Bill Clinton abriu ontem pela manhã o encontro anual da sua ONG, Clinton Global Initiative, no Sheraton de Nova York, com um discurso de... dez minutos.

Nesse espaço de tempo, fez balanço das conquistas da organização nos últimos 12 meses e contou, para seleta plateia de pesos-pesados do mundo inteiro, já ter arrecadado US$ 6 bilhões antes mesmo da abertura do seminário de três dias. "E tenho certeza que este número será muito maior até sexta-feira", previu o ex-presidente americano.

Inveja mata 2

Depois de apresentar pessoas e projetos do ano, Clinton sentou-se e entrevistou com competência por mais de uma hora Eric Schmidt, do Google, Melinda Gates, da Microsoft, Tarja Halonen, presidente da Finlândia, e Bob McDonald, da empresa Procter&Gamble.

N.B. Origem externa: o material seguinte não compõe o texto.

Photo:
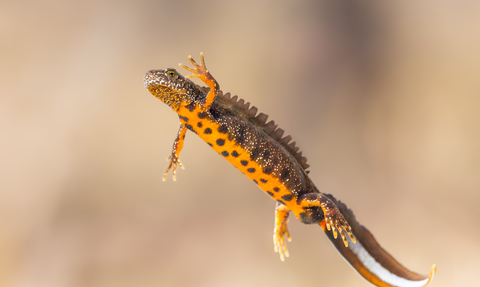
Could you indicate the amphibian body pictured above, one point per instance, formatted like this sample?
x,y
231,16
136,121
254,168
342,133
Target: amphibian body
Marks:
x,y
259,150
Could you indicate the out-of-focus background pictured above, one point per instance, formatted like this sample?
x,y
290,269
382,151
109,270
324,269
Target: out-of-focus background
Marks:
x,y
382,97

Destaque para Melinda, cujo trabalho na Fundação Bill&Melinda Gates tem merecido elogios pelo mundo. "Ela poderia estar comprando na Madison Avenue, mas está na luta por um mundo melhor", observou a brasileira Marlova Noleto, da Unesco. No que Sergio Gordilho, da Africa, corrigiu: "Melinda poderia comprar toda a Madison".

Escorregão de Clinton na condição de entrevistador. "Depois da invenção do Ipad, o mundo não precisa mais de computadores." Melinda Gates apenas sorriu.

Na frente

Ugo Giorgetti dirige, pela primeira vez, uma ópera. Escolheu a dedo Norma, de Vincenzo Bellini, e já está instalado no Theatro São Pedro para os ensaios.

O Market Day, feira de produtos orgânicos, no Hotel Emiliano, acontece sexta.

É hoje que Gilles Lipovetsky participa de debate da Trip, no Espaço Manioca.

Guy Brett fala sobre a obra de Sergio Camargo, no Instituto de Arte Contemporânea. Amanhã.

Fyodor Pavlov-Andreevich palestra sobre performance. Hoje, na Luciana Brito.

A mostra do israelense Izhar Patkin abre, hoje, no Centro da Cultura Judaica.

Dan Epstein, diretor de sustentabilidade dos Jogos Olímpicos Londres 2012, fala na SportsEvents. Hoje, no Rio de Janeiro.

Tem gente cantando Roda Viva e Alegria, Alegria em pleno escurinho do cinema. Na plateia de Uma Noite em 67, os aspirantes a cantores tiram do sério os vizinhos que querem prestar atenção no filme.

E Tiririca foi mesmo denunciado por omissão de bens, conforme antecipado sábado nesta coluna.